Happy to answer questions — and feedback on the physics or the explanations is very welcome. This project might be totally inaccurate in terms of real physics, this is how i do understand this on my own - i'm happy to confront this with reality
I don't like the explicit split of Newtonian and relativistic gravity, this is often how it's presented in educational content, but it creates too much confusion; for instance it gives the illusion that they are somehow separate theories even though Newtonian gravity is a limiting case of Einsteinian gravity when v << c and gravitational fields are weak (see Poissons eq for Newtons gravitational potential.
Lastly, you should consider rendering spacetime similar to Alessandro Roussels spacetime visualization https://www.youtube.com/watch?v=wrwgIjBUYVc; probably the best and most innovative one I've seen.

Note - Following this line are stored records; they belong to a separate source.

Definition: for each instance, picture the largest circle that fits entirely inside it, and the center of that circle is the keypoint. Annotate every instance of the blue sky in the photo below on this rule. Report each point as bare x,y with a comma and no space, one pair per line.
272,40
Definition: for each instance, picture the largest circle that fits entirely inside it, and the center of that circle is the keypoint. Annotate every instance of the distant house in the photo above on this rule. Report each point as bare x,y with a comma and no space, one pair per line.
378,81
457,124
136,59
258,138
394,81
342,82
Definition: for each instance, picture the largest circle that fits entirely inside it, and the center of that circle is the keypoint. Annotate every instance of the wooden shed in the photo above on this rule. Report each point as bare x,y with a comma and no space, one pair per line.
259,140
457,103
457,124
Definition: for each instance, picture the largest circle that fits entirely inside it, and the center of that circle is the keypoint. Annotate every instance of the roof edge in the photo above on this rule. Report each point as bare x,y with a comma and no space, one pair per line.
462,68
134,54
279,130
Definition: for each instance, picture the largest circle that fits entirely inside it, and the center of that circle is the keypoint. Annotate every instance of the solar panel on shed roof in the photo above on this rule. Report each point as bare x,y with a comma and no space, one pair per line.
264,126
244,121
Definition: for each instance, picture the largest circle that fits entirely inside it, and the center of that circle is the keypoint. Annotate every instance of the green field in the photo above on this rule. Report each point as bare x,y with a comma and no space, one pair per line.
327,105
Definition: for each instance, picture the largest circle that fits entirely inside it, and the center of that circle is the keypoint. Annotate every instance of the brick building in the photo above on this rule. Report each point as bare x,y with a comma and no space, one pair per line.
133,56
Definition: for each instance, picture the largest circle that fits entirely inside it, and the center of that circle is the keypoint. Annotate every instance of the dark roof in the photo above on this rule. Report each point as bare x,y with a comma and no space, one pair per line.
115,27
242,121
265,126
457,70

One simply change to improve the experience is to keep the Next/Back at fixed locations. The animations and transitions are beautiful, and looking away to chase the moving buttons causes me to drop the visual context.
As a workaround I set the height of .tour-body to 900px and the the whole thing became so much more immersive, like the old planetariums.
> Earth turns once every 23 h 56 min (one sidereal day) about an axis tilted 23.4° (the blue line). That spin gives us day and night; the tilt gives us the seasons.
Nothing in step 14 to me implies s procession of the axis.
Reading stuff like this always makes me think "well that is fortunate." Of course there is survivorship bias so its not exactly surprising. But it also makes me wonder what could change the status quo.
I guess these are the things that could change it:
- suns becomes lighter (earth shoots into space)
- earth accelerates (earth shoots into space)
- sun becomes heavier (earth falls into sun)
- earth decelerates (earth falls into sun)
I guess in theory some large interstellar object could pass to close too earth and fling us off into space or into the sun.
I think that was one of the arguments of the Anthropic principle [1], that there doesn't appear to be any reason why there are 3 spatial dimensions and 1 time dimension, or why the fundamental constants are what they are - but if they weren't then there wouldn't be anyone to exist to say "well that is fortunate".
[1] https://en.wikipedia.org/wiki/Anthropic_principle#Dimensions...
In fact, though, if you've ever played any game with orbiting mechanics you'd see that it's extremely difficult to get out of orbit if you're in orbit. Going faster simply increases the size of your orbit, and going slower simply shrinks it.
Note that no space program has ever managed (or tried) to send an object into the sun. We're already starting off with such a high orbital velocity, 30km/s, that we'd need to send a rocket backwards at nearly that speed just to slow it down enough to make it crash into the sun. That would require massively more energy than anything we've ever done before.
I did laugh at how the Gravity built the Earth, with a tiny North America and all, and then as more mass was accumulated, North America got to get bigger and bigger and bigger!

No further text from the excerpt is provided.